W piątek obcinałem boki na równo oraz wycinałem miejsca na donice.
Jak pisałem wcześniej mam szynę parkide czyli żadnej. Więc zrobiłem na szybko "jiga" do przytrzymywania łaty:
![](https://kornikowo.pl/gallery/8/37-010820232922-8233882.jpeg)
![](https://kornikowo.pl/gallery/8/37-010820232923-8235320.jpeg)
A tutaj w wersji rozebranej:
![](https://kornikowo.pl/gallery/8/37-010820232925-8236482.jpeg)
Patent sprawdził się idealnie.
A skoro już jest równo to czas na obramowanie. I w sobote udało się zrobić połowę:
![](https://kornikowo.pl/gallery/8/37-010820233236.jpeg)
Jak widać łączone na 45 stopni.
![](https://kornikowo.pl/gallery/8/37-010820232929-82381983.jpeg)

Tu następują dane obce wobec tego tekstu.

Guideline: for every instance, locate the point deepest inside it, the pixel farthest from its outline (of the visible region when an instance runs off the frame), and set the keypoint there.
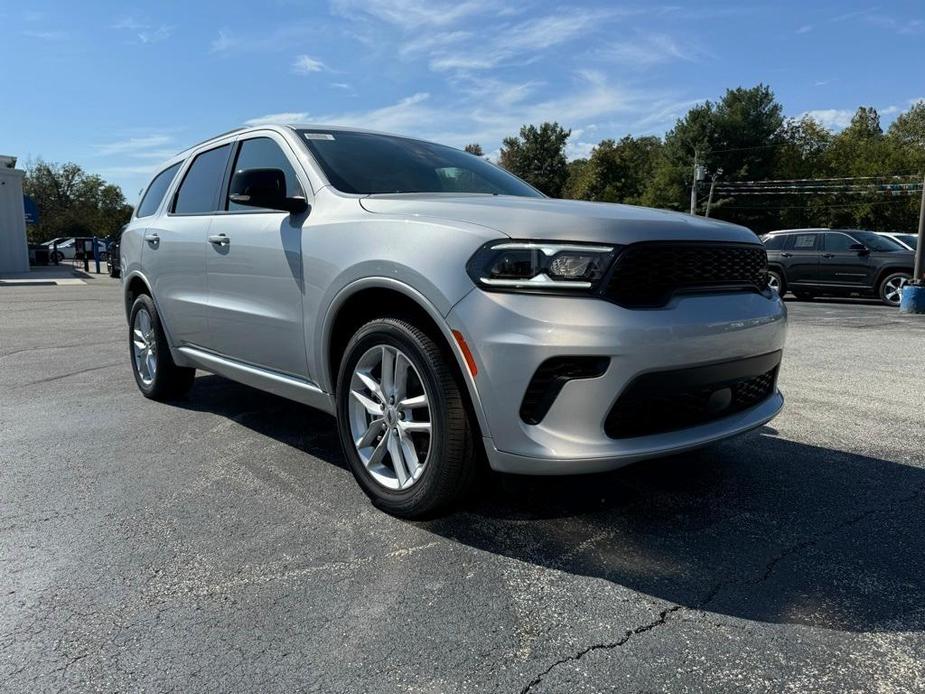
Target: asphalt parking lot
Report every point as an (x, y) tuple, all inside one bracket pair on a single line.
[(220, 544)]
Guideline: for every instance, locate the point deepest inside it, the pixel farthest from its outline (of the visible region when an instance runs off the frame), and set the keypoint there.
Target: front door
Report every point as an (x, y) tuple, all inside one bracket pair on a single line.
[(173, 251), (840, 265), (254, 268)]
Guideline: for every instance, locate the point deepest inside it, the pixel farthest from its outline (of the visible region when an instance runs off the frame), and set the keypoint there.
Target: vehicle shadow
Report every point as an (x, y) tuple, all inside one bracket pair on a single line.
[(759, 528), (838, 300)]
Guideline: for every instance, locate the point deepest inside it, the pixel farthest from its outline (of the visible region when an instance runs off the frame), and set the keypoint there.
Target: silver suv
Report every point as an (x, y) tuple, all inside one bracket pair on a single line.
[(444, 311)]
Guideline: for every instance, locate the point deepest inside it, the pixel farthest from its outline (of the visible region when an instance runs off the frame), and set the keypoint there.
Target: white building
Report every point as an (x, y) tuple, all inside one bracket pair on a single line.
[(14, 251)]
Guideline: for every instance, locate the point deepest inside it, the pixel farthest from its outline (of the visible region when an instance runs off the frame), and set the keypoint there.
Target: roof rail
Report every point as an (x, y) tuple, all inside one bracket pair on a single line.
[(214, 137)]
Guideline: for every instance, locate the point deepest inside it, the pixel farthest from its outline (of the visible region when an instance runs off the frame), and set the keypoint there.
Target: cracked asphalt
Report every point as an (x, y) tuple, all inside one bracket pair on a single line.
[(220, 544)]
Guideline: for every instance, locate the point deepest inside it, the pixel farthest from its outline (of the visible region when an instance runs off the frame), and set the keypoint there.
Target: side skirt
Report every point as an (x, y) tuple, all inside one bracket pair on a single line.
[(271, 381)]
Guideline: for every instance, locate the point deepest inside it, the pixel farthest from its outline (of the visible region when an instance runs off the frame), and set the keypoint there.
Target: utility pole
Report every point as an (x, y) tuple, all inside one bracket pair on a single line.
[(717, 174), (698, 174), (918, 275)]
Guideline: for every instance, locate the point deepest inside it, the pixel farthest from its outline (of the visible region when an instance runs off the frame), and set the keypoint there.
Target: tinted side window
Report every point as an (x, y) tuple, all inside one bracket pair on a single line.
[(264, 153), (775, 243), (805, 242), (199, 190), (156, 191), (838, 242)]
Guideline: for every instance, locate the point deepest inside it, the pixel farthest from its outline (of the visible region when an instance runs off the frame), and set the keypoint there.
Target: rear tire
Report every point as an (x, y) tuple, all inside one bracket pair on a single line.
[(156, 374), (431, 438), (890, 289)]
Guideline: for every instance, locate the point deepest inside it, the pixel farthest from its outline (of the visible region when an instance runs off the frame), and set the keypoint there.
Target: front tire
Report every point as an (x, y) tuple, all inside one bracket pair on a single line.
[(156, 374), (891, 287), (402, 420)]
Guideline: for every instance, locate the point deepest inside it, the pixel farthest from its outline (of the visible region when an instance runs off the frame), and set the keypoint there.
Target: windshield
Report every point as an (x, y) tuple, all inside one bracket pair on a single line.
[(366, 164), (875, 242)]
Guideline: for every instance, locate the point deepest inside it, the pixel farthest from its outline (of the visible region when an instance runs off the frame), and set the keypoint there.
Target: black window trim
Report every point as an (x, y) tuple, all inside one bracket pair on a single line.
[(833, 233), (167, 193), (189, 165), (233, 160), (817, 246)]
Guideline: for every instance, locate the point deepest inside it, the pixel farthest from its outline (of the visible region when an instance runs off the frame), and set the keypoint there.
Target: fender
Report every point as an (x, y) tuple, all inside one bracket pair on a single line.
[(439, 319)]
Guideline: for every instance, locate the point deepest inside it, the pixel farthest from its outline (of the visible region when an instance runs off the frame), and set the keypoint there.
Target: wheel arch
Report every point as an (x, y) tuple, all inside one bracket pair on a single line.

Najpierw ciąłem japońską piłą z prowadnicą. Było ok ale nie idealnie. Głównie dlatego że prowadnica jest za krótka i niestety przy cięciu >20 cm nie trzymała idealnie 90 stopni.
Więc spróbowałem wyrzynarkę z brzeszczotem clean for wood bosha i bingo. Jest szybciej i prosto
Te plamy na końcach które widać to parafina którą były zabezpieczone deski i której zapomniałem zdjąć. Będę musiał coś z nią zrobić w przyszłości. A możę po położeniu oleju różnica się zmniejszy ?
I widać przy okazji jaka jest różnica pomiędzy świeżym a rocznym tarasem bez zabezpieczenia.
A co do cyrkla to będę jakoś w tygodniu sprawdzał.